Multidisciplinary Approaches: Cingulotomy in an Adult With Refractory Neuropathic Cancer-Related Pain

Introduction

Adequate pain control is a common concern shared by cancer patients and is intimately linked with their overall quality of life.^1,2 Pain prevalence rates among individuals with advanced, metastatic, or terminal disease are cited as high as 66.4%. ³ Pharmacologic therapy remains the mainstay in the treatment of neuropathic cancer-related pain with well-established guidelines regarding administration and escalation.^4–6 However, studies suggest that 20%–40% of cancer-related pain is not adequately controlled with pharmacotherapy alone. ⁴ In recent years, more invasive pain interventions such as intrathecal analgesia, nerve blocks, and spinal cord stimulation (SCS) have been utilized for additional pain relief in those patients where traditional pharmacotherapy alone has failed. ⁷ Even still, there remain a select few patients, often in the late stages of their disease process, whose pain remains refractory to both traditional pharmacotherapy and these more invasive pain interventions.

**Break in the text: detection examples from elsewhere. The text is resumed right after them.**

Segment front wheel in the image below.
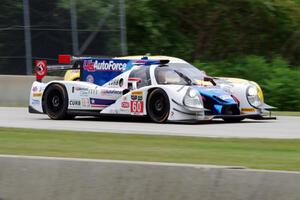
[43,84,74,120]
[223,117,245,123]
[147,89,170,123]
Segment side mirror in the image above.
[204,76,217,85]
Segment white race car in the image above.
[29,57,276,123]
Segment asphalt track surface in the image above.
[0,107,300,139]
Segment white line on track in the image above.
[0,107,300,139]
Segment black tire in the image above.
[147,89,170,123]
[43,84,71,120]
[223,117,245,123]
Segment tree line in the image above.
[0,0,300,110]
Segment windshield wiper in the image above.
[174,70,195,85]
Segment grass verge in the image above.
[272,111,300,116]
[0,128,300,171]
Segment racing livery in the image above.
[29,57,276,123]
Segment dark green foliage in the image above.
[194,56,300,111]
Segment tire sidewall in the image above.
[147,88,170,123]
[43,84,69,119]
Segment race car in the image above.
[29,57,276,123]
[64,56,276,122]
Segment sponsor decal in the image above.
[241,108,255,112]
[35,60,47,81]
[90,98,115,108]
[219,95,232,101]
[32,86,38,92]
[130,91,144,114]
[81,98,91,107]
[108,79,123,87]
[131,91,143,95]
[32,92,43,97]
[86,74,94,83]
[121,102,129,108]
[130,101,144,113]
[83,60,127,72]
[69,100,81,107]
[72,86,89,93]
[101,89,122,95]
[31,99,41,106]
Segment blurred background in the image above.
[0,0,300,111]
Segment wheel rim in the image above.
[150,93,169,122]
[47,91,63,113]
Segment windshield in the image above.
[155,66,191,85]
[168,63,207,84]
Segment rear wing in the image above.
[34,55,80,82]
[35,55,169,85]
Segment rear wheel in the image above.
[223,117,245,123]
[147,89,170,123]
[43,84,75,120]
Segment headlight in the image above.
[247,85,262,108]
[183,88,203,111]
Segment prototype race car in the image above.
[64,56,276,122]
[29,57,276,123]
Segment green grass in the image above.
[0,128,300,171]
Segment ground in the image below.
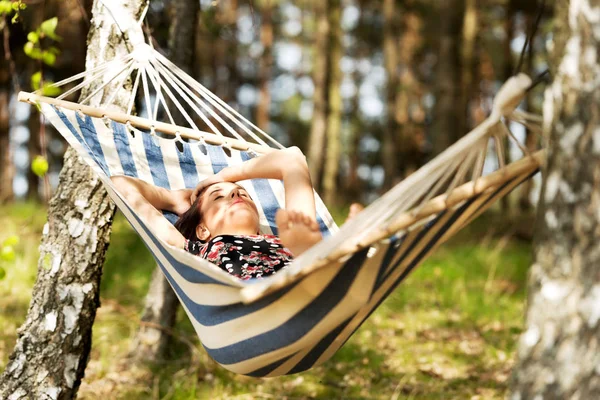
[0,204,531,400]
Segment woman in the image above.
[111,147,350,279]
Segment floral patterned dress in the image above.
[184,235,293,280]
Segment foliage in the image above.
[23,17,61,67]
[0,204,530,400]
[0,0,27,24]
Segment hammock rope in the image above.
[19,45,544,376]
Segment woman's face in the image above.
[200,182,259,238]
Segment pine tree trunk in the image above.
[511,0,600,400]
[323,0,343,205]
[0,67,14,204]
[0,1,143,399]
[381,0,401,190]
[256,1,273,131]
[130,0,200,362]
[308,1,330,191]
[432,0,467,155]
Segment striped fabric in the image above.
[42,104,528,377]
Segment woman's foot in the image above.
[275,209,323,257]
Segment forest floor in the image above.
[0,204,531,400]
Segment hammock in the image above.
[19,45,543,377]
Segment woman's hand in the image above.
[169,189,194,216]
[190,166,243,203]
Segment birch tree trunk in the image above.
[381,0,401,190]
[511,0,600,400]
[0,69,14,204]
[256,1,273,132]
[308,1,330,191]
[432,0,467,155]
[323,0,343,205]
[0,0,145,400]
[130,0,200,361]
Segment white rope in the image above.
[106,62,135,108]
[152,55,267,146]
[127,68,142,115]
[146,63,195,132]
[52,53,132,87]
[140,68,158,121]
[79,61,133,104]
[156,52,284,148]
[152,57,255,141]
[149,58,226,140]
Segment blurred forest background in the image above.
[0,0,553,399]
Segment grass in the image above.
[0,204,531,400]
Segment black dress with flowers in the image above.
[184,235,293,280]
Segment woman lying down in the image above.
[111,147,362,279]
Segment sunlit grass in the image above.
[0,204,531,400]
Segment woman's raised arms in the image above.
[192,147,316,220]
[110,176,192,248]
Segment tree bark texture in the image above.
[256,1,273,131]
[381,0,402,190]
[0,66,14,204]
[511,0,600,400]
[25,3,47,201]
[432,0,467,155]
[323,0,343,205]
[308,1,330,191]
[130,0,200,362]
[0,0,145,400]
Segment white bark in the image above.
[511,0,600,400]
[0,0,145,400]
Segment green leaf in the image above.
[40,17,60,40]
[42,51,56,66]
[23,42,34,57]
[0,246,15,262]
[2,235,19,247]
[31,71,42,90]
[27,32,40,43]
[31,156,48,178]
[42,82,62,97]
[0,0,12,15]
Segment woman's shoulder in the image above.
[183,239,206,255]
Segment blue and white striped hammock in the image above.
[20,45,542,377]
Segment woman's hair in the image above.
[175,186,210,242]
[175,183,251,242]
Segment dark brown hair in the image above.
[175,186,210,242]
[175,183,251,242]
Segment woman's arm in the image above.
[192,147,316,219]
[110,176,191,248]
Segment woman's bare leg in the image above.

Historically, in these complicated cases, more invasive neurosurgical interventions have been pursued as alternative treatment options.^8,9 Cingulotomy is one such intervention that has been used in the treatment of chronic refractory cancer-related pain.^9–11 While its mechanism is not fully understood, the cingulate gyrus is involved in cognitive, motor, and pain processing with the anterior cingulate cortex playing a role in the descending modulation and perception of pain. A cingulotomy procedure cleaves fibers passing through the cingulate gyrus, which contribute to the affective component of pain perception.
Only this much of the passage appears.